The most harrowing aspect of the documentary is their testimony, like that of Ben Shenton. He was a member of The Family from the age of 18 months until he was freed during a raid on the cult’s Lake Eildon property at the age of 15. He lives in Perth and his Christianity has been his salvation.

But trying to scrape together a sense of self and meaningfulness from the years when he was meant to be protected and loved is something else altogether.

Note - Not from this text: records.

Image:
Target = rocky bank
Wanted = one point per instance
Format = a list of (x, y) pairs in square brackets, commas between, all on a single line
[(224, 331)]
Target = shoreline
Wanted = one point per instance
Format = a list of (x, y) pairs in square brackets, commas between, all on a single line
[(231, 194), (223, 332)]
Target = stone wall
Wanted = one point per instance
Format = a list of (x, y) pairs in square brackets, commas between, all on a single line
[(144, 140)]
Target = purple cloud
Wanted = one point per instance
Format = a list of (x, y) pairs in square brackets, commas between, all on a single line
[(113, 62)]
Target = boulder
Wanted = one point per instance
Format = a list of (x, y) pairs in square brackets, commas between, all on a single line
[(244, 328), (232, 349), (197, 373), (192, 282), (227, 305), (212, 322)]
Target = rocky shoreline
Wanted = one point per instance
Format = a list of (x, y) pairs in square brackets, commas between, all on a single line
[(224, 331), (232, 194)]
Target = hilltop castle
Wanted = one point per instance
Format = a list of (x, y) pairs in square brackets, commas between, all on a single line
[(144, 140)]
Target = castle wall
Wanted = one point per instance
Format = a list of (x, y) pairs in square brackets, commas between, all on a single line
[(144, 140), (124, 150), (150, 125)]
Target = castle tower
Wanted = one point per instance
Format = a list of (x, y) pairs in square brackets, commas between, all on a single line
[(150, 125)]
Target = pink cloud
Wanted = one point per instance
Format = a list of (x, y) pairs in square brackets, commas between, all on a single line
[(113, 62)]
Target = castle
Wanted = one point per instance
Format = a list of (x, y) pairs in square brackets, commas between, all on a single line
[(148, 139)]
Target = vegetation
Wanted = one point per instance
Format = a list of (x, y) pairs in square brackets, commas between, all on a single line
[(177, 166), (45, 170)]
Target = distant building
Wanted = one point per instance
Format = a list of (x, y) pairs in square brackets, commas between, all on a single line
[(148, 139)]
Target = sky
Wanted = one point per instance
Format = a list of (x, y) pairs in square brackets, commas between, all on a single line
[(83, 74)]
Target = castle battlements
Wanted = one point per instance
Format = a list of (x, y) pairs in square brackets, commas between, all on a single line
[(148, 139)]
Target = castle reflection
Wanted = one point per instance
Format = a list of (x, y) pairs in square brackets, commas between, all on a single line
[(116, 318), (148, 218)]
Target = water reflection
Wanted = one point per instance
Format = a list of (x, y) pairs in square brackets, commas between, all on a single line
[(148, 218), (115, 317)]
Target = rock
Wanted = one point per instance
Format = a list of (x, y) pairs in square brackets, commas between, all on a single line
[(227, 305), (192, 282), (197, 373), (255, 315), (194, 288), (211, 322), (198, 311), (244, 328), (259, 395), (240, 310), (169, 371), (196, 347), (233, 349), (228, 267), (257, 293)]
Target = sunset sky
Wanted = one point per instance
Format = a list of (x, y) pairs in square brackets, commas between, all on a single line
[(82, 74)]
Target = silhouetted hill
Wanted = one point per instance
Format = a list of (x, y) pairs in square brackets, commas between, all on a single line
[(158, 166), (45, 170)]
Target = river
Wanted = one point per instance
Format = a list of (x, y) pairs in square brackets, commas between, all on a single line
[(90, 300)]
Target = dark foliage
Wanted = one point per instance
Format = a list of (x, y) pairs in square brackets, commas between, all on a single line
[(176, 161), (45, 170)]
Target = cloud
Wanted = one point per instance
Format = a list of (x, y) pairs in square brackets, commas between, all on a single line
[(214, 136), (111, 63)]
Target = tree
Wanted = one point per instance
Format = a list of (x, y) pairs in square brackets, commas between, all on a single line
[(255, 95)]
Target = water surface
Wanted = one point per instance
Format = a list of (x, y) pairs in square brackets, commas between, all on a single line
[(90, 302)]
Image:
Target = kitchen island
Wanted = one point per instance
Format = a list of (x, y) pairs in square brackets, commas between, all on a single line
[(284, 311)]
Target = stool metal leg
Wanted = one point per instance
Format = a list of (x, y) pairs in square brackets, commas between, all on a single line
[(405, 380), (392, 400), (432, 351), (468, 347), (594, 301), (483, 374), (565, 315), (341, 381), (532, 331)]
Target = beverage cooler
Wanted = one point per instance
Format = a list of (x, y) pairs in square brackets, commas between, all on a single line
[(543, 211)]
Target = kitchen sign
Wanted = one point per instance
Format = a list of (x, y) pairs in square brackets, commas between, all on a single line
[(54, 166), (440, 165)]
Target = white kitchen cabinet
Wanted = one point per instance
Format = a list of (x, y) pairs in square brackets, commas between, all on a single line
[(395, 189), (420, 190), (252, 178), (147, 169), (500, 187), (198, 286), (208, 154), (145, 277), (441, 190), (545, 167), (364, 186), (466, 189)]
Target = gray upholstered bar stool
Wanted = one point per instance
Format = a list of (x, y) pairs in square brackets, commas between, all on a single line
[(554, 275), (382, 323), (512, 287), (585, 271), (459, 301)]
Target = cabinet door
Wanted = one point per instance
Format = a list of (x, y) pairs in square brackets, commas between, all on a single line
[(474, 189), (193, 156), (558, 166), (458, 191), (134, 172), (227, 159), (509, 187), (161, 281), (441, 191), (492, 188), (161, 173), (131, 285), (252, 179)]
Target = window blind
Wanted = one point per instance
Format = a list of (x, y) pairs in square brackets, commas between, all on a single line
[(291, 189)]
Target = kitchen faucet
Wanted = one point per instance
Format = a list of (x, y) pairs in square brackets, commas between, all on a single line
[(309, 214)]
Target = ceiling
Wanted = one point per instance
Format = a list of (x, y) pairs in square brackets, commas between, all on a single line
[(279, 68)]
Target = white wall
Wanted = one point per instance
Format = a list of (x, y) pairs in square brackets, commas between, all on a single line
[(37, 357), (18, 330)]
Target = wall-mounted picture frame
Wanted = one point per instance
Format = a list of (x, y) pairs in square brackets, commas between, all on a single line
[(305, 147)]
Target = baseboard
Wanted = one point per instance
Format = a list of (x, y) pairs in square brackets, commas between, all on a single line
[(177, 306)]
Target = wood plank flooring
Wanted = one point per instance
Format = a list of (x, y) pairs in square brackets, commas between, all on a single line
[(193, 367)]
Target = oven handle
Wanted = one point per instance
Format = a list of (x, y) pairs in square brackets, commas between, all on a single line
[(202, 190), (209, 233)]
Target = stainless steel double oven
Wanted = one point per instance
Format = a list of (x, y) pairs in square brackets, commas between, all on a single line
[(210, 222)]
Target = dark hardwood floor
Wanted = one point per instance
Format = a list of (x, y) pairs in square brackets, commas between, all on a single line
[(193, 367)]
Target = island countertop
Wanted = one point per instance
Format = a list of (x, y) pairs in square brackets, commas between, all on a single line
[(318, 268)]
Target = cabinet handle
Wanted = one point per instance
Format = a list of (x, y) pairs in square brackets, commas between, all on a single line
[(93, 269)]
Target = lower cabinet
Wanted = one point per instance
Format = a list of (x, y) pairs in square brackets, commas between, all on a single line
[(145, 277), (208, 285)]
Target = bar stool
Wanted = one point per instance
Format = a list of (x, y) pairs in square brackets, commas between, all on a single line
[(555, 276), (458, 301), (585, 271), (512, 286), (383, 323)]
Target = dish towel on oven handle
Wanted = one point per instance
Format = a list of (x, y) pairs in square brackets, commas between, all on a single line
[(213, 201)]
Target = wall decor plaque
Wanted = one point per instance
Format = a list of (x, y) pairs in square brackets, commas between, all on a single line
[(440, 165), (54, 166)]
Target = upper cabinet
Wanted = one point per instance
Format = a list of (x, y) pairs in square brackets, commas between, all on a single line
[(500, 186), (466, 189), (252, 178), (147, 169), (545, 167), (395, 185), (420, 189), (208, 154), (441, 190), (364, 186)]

The glue (somewhat stronger substances, such as LSD, were the hallucinogens of choice for The Family) that binds the narrative is the involvement of Lex De Man, the policeman who latched on to the case and couldn’t let go, leading (again, rather fantastically and cinematically) to an FBI raid on a Catskills property in the United States and the extradition of Hamilton-Byrne and husband Bill to Australia to face charges.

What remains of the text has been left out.